Lars Carlstrom, the founder of Britishvolt and Italvolt, has announced another battery factory – this time in the USA. The newly founded company Statevolt is to build a factory in Southern California’s Imperial Valley that will offer an annual capacity of 54 GWh when fully expanded – enough for around 650,000 electric vehicles.
The exact location is still being determined, according to Statevolt. The fledgling company puts the expected investment at four billion dollars. That is the equivalent of 3.7 billion euros. According to its own statements, the management is currently “conducting due diligence to determine the best location to build its plant”.
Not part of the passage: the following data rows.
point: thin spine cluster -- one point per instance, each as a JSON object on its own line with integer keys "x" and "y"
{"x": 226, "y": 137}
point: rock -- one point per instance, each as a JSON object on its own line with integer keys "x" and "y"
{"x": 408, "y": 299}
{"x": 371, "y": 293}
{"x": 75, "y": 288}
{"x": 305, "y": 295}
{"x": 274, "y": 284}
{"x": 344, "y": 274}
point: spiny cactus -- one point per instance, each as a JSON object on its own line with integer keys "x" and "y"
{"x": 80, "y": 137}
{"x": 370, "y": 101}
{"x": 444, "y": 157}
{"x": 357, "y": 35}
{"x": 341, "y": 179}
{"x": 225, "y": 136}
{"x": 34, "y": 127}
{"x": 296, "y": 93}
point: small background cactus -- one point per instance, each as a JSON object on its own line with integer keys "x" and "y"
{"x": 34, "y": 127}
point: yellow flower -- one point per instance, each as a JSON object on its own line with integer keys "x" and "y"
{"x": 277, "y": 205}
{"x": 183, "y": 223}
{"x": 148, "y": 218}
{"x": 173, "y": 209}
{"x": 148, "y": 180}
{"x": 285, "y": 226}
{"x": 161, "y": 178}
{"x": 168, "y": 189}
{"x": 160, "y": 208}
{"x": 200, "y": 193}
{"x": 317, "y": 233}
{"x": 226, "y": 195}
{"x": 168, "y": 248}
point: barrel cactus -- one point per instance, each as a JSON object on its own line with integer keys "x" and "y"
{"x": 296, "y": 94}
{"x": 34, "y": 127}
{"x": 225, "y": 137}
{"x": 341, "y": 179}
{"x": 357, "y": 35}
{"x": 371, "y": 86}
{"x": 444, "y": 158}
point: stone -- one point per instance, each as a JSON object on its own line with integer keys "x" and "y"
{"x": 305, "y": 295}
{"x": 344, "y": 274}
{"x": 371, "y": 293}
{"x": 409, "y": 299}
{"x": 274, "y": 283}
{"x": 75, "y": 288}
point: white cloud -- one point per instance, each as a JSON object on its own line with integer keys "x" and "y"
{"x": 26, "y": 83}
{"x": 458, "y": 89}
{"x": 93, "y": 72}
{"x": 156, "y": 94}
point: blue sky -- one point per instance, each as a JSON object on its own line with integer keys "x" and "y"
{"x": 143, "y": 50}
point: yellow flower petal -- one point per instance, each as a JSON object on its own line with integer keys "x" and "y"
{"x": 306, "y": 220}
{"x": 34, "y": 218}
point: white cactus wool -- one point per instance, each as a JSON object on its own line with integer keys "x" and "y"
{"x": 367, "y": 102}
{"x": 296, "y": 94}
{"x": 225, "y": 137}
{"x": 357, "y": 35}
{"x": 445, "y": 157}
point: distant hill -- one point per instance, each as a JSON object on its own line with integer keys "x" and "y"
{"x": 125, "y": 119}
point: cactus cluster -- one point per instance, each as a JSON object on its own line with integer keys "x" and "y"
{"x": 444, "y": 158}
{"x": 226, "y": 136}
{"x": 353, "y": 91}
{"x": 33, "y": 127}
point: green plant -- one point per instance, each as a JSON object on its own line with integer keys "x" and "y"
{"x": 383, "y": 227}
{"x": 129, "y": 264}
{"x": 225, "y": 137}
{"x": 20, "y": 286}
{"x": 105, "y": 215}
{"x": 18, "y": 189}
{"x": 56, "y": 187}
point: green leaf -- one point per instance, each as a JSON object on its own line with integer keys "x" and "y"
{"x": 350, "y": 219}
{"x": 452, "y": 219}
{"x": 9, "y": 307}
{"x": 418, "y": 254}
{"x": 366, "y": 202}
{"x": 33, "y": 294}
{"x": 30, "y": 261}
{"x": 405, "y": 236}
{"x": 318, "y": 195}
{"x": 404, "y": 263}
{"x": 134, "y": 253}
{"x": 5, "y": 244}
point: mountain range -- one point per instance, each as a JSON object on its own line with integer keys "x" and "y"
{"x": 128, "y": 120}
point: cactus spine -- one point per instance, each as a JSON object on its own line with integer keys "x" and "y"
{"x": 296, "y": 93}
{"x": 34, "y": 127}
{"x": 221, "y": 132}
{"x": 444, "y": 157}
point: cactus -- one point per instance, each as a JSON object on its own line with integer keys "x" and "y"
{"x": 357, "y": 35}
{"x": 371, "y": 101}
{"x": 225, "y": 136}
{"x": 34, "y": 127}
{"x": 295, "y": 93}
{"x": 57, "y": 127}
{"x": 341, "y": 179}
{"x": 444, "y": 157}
While the location of the factory has not yet been decided, there is a potential first supplier: Statevolt has signed a letter of intent with Controlled Thermal Resources (CTR) for the supply of locally produced lithium and geothermal energy to the planned battery factory.
CTR is to supply both the lithium and geothermal energy from the Hell’s Kitchen Lithium and Power project in the Imperial Valley. The plant itself is still in the planning phase. The Imperial Valley is located in southeastern California in close proximity to the Mexican border. Since Statevolt’s announcement talks about a “hyperlocal sustainable business model”, a factory location in the vicinity of the Imperial Valley would naturally make sense – even if it is not (yet) directly confirmed.
CTR expects to be able to produce around 34,000 tonnes of lithium carbonate equivalent per year by 2027. In addition, 140 MW of geothermal energy is to be generated.
The brains behind Statevolt is Lars Carlstrom, who previously founded Britishvolt with its battery factory under construction in Blyth and Italvolt. In Italy, the company is planning a 45 GWh factory in the municipality of Scarmagno near Turin. Italvolt plans to invest around four billion euros in the former Olivetti site.
Carlstrom does not give any details about the financiers behind its companies in the Statevolt announcement either. Instead, he emphasises the change in the USA. “The development of lithium-ion batteries is crucial for the U.S. to meet its goals to transition to Net Zero,” Carlstrom said. “Today, we face a significant shortage in the amount of lithium that is required to meet the demand for electric vehicles. We are pioneering a new, hyper-local business model, which prioritises sustainability and resilience in the supply chain to solve this issue.”